Published online by Cambridge University Press:  28 February 2024

Extract

But after all if I spend it, I shall no longer have it, that is clear!

Have you tried? One can never know a worker’s capacity, until he has been made to work.—Whoever really wishes to stop trembling with respect before his own money, and begins to put it to his service, discovers how easy it can be to deal with! Let us forget this useless, anxious care of filling one’s purse, let us think only of emptying it usefully, and we shall find it always full for the present necessity.

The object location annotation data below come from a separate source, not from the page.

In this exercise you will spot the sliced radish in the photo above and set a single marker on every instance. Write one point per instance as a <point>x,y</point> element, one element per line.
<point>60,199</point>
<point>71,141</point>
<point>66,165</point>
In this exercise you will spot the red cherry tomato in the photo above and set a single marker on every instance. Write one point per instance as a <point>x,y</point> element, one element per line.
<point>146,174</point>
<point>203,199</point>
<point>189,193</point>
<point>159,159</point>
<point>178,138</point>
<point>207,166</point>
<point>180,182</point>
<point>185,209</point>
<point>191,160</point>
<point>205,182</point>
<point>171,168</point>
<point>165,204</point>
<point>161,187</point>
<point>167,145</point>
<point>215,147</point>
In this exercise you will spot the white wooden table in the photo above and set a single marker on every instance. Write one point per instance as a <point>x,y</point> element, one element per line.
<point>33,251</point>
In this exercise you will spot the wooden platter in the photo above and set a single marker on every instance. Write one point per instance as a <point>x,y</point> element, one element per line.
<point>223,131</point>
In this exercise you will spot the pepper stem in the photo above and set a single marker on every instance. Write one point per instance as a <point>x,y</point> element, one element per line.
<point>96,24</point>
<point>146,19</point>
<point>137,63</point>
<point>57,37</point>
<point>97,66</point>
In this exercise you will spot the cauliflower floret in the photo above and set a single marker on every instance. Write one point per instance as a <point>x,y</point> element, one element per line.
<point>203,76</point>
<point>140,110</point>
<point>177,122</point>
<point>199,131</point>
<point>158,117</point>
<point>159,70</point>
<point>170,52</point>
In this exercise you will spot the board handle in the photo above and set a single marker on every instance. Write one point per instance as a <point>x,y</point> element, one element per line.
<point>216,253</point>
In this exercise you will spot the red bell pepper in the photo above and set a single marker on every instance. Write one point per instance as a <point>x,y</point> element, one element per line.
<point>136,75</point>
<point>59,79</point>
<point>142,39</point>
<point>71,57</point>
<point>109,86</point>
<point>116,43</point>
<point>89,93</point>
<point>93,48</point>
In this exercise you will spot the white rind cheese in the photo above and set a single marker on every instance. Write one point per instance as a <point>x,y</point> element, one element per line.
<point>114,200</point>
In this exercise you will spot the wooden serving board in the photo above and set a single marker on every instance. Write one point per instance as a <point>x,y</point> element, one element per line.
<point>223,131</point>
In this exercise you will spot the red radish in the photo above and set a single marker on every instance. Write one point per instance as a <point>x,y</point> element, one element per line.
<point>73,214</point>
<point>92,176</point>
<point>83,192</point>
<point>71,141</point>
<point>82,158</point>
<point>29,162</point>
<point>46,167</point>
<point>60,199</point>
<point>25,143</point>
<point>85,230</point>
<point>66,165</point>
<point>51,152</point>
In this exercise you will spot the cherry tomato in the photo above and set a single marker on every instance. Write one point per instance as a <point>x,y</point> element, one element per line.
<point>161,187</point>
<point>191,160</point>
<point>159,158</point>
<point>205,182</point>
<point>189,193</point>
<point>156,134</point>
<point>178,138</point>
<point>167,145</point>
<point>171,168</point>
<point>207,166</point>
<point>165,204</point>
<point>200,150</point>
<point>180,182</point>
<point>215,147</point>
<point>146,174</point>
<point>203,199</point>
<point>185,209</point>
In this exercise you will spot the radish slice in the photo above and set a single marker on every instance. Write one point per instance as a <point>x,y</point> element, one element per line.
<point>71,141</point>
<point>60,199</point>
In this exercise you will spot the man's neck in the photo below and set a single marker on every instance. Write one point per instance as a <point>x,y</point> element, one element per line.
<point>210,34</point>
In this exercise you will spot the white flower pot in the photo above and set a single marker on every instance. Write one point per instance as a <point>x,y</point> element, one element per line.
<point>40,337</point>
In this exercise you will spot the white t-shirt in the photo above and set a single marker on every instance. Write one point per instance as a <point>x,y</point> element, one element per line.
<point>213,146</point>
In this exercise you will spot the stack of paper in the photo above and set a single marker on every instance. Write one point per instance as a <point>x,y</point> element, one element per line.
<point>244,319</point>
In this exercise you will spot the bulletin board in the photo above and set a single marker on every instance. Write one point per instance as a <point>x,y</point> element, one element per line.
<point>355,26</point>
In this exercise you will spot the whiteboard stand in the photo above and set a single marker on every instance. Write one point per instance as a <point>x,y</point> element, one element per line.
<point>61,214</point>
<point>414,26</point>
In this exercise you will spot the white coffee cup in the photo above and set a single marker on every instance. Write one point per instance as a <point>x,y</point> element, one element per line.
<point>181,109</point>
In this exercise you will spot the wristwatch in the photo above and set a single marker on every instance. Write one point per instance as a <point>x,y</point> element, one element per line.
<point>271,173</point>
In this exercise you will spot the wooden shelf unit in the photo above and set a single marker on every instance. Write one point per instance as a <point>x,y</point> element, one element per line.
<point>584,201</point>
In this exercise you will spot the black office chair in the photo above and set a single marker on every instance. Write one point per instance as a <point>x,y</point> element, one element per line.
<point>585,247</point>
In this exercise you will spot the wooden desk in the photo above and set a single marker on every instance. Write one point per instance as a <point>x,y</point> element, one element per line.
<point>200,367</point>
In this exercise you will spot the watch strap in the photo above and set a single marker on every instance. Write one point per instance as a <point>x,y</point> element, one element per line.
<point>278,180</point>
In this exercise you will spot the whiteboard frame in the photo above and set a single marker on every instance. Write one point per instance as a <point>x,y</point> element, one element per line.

I like to repeat the charming absurdity that a small girl said to her mother: “ Hurry up and spend your money while you’ve got it, because afterwards you won’t have it any longer!” We must indeed hurry to make it do service for something while we have it in hand, because otherwise it will slip away without having done anything. We must hurry to use what is lent to us to-day, tomorrow perhaps we shall have it no longer, and we shall have missed the opportunity of acquiring some beautiful or useful thing, or of doing some good action, which would be worth much more than the money we had given for them.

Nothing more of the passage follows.